Plus an F Word from Laura on shedding light on dark money. What might media cover if they weren’t so obsessed with Donald Trump?
Laura Flanders: Gwendolyn Hallsmith is the founder and executive director of Global Community Initiatives and has over 25 years of experience working with municipal, regional and state government in the US and internationally. She's also the author of several books, including her most recent, Vermont Dollars, Vermont Sense published this year with Michael Shuman and the Post Carbon Institute. The book describes how people, organizations, financial advisors and governments can move money currently invested in Wall Street to benefit Main Street businesses. She even has a band called The New Economistas.
Welcome Gwen, I'm so glad to have you back on the program.
Gwendolyn Hallsmith: Thanks. It's great to be here.
Laura Flanders: There have been so many developments since last we spoke, but let's start at the top. Vermont Dollars, what do you mean?
Gwendolyn Hallsmith: We're looking at how you move your money from Wall Street investments, which is where most people have their retirement savings and their IRAs and other things, into the local economy. Right now there aren't that many options. People have become more and more interested in local economies. They buy local food, but where their money grows and helps them out over time is still somewhere far away.
Laura Flanders: Why is that? As you said, there's been a big push towards localism, invest locally, buy locally. Why is it so hard? What are the obstacles?
Gwendolyn Hallsmith: There's several obstacles, some of which Michael Shuman wrote about in his book Local Dollars, Local Sense, a lot of the obstacles have to do with the rules of the games. It's very difficult as a small investor to invest in a local business because of all the SEC rules that require all sorts of filings and due diligence on how you are able to offer a security into the market.
Laura Flanders: The days have turned to months since the water crisis in Flint, Michigan first came to light. The lead poisoning in the water, the result of a shift in the water supply ordered by an emergency manager to cut costs, is being connected to everything from a rise in lead levels in children's blood to Legionnaires’ disease. Brenda Lawrence represents the 14th district in Michigan. This is her home turf. I asked her, what that water crisis looks like.
Talk directly to us, congresswoman, about what is happening in Flint right now. What are people dealing with up close?

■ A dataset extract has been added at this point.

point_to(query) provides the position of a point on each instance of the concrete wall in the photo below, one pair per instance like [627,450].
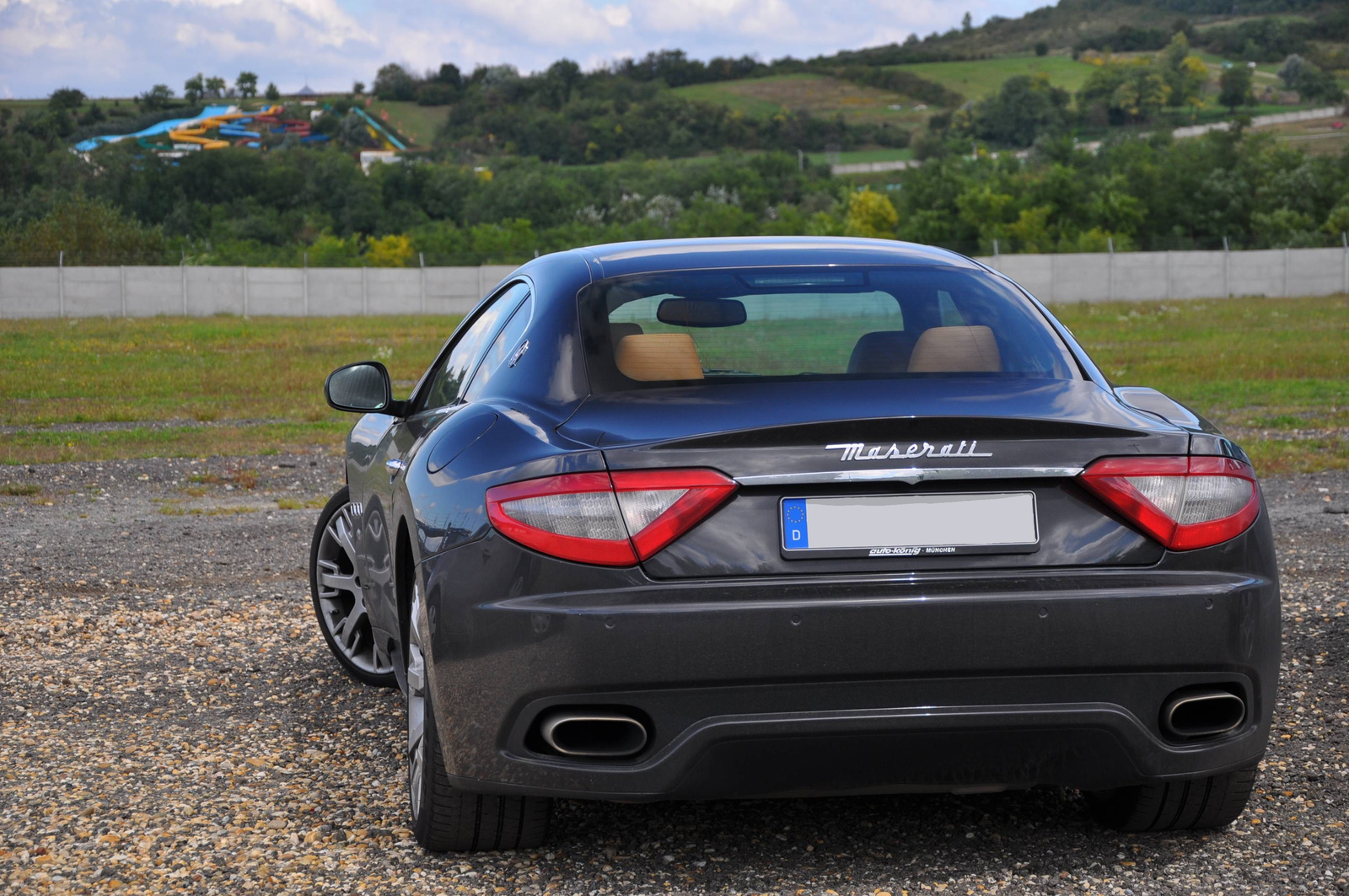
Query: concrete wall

Congresswoman Lawrence: Right now there is this lack of trust in our government. There's water being distributed, there are central locations where people are picking up water, so think about water to drink, water to cook with, water to bathe with. It is a situation that has so many ripple effects. Just think about our government, there's three basic things every human being that is a citizen of these United States expect from their government, that's air that's clean to breathe, food that's safe to eat, and water that they can consume that will not harm them. We failed in a basic trust of our government. We don't think about it in America when we turn on our water.

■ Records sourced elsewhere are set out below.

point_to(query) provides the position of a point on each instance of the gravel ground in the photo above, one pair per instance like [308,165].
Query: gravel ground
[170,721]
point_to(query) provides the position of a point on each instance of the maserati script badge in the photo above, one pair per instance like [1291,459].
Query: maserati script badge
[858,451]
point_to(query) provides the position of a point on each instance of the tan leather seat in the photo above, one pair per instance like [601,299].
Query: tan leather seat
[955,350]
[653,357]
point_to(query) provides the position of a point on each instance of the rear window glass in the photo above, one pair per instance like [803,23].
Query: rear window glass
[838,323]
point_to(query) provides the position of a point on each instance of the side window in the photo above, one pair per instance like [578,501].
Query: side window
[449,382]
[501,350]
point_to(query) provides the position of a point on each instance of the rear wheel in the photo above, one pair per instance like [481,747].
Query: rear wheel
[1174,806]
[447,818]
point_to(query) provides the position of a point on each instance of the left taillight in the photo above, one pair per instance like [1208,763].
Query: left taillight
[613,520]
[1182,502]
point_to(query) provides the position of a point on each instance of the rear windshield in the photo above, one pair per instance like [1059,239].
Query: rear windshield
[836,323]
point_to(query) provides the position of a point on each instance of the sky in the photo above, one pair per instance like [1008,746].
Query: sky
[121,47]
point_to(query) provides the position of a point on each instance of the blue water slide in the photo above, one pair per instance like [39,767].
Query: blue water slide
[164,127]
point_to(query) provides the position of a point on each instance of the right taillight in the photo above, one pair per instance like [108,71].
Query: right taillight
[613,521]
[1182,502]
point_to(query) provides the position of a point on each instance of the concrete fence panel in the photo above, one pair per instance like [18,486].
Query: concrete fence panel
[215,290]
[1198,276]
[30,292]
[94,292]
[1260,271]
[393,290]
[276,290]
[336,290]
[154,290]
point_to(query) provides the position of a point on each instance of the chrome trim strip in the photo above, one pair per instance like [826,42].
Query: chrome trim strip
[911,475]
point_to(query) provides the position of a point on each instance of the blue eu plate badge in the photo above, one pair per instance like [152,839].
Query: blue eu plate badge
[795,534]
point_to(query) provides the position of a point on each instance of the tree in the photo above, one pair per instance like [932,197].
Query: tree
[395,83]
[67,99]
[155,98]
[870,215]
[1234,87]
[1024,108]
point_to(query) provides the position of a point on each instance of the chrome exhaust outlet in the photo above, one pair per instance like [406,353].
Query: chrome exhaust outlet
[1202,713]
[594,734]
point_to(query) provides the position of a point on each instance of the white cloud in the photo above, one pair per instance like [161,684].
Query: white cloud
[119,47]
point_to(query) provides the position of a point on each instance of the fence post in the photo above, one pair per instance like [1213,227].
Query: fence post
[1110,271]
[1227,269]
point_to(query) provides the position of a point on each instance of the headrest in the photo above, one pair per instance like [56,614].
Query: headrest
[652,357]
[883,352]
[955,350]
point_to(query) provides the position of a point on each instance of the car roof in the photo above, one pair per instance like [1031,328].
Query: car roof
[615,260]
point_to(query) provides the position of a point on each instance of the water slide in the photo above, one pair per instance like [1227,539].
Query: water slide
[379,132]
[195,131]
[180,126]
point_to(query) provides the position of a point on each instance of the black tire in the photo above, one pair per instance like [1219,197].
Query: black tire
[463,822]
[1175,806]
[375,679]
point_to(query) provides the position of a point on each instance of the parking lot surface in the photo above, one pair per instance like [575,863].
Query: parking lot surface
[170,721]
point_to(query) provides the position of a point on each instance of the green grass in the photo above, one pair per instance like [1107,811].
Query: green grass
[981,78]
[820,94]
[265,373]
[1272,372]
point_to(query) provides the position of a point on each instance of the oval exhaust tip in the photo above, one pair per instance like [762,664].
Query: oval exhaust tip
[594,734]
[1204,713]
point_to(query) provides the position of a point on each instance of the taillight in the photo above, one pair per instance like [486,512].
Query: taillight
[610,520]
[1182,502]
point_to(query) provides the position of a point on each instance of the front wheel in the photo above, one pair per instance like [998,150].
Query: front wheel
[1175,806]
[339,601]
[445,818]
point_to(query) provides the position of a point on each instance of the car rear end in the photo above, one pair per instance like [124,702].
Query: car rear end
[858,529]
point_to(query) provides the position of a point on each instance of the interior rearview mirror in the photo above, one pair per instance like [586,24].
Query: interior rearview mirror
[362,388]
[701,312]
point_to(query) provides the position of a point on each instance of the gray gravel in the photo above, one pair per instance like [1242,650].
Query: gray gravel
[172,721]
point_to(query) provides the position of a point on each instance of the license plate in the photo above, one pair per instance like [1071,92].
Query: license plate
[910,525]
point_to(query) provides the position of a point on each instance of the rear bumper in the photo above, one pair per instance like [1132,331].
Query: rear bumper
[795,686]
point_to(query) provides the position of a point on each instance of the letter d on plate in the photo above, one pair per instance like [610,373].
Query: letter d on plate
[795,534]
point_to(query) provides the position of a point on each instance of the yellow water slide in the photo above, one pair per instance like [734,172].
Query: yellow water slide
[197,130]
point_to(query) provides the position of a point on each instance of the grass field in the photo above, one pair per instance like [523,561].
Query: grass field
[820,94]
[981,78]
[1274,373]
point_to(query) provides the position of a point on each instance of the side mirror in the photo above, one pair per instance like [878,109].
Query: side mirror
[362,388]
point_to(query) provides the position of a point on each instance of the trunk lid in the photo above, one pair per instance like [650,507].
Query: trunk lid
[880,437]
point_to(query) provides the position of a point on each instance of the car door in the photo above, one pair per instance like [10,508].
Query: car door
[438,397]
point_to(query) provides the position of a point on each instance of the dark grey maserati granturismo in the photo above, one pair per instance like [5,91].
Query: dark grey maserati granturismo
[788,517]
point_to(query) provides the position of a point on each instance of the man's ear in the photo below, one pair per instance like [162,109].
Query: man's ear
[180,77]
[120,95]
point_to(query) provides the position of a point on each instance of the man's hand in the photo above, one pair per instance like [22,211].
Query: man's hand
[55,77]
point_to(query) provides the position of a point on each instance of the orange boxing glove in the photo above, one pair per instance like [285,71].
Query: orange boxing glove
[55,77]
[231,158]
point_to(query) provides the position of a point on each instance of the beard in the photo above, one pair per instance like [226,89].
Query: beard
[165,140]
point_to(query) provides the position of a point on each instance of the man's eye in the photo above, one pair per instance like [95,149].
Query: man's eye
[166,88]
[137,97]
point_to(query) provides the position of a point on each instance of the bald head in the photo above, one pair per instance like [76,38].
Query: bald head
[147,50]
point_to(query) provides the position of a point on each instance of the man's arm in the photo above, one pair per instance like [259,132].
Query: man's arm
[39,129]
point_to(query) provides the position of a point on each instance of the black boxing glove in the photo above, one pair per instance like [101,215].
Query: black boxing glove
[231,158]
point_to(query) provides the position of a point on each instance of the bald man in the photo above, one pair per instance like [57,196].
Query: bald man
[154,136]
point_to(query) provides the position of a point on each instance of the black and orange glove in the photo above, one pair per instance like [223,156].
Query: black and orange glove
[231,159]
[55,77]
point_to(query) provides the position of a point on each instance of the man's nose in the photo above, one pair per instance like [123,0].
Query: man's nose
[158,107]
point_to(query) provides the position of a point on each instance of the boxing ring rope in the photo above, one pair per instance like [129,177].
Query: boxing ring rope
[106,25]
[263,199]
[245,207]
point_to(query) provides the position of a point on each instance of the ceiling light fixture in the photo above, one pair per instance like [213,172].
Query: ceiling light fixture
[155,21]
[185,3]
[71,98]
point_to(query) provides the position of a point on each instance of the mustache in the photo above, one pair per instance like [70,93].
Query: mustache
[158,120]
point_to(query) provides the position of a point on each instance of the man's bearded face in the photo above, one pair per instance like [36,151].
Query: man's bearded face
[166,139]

So what did we learn from this situation? We learned that there was a breakdown in our government. There, for some reason, there was this sense of for economic reasons not to comply with the Clean Water Act, not to ensure that the safety of American citizens, 100,000 people, 7,000 children. The children is a critical issue because lead that was in the water, because of lack of treatment, it attacks the brain of a developing child and it's irreversible, you cannot go back and clean it up.